FaceCrack was another good place to get links. Used to be that you could toss up a fan page, toss in a few comments, a couple of links and bingo…off to the races your website went. Then FaceCrack went public and things changed. As they should. Hell, if FaceCrack were mine, and I enlisted the money from a bunch of investors I would be putting up an ad a minute on it. Because when you take a business public, it doesn’t stop with the initial investments….you gotta keep feeding that engine money or it stops dead in its tracks and all of the employees are back to flipping burgers.
So what’s the point here? I have wandered far afield yet once again.

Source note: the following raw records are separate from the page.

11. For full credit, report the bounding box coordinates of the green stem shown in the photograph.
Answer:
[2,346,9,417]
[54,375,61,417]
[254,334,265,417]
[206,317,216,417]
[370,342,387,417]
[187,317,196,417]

Oh yeah. It is interesting to see that the blogs I am reading now no longer have blogrolls. They have links to buy things….t-shirts, coffee mugs, books, whatever. They feel stale. They all feel like a business.
And that makes me feel rather old, out-dated, and just a bit sad. Sort of like looking at the picture just above here. I worked in the library when I first went to college. I was in heaven. I love the card files. I lived in the files when I was there. And thinking of how that has gone the way of the dinosaur makes me feel even older.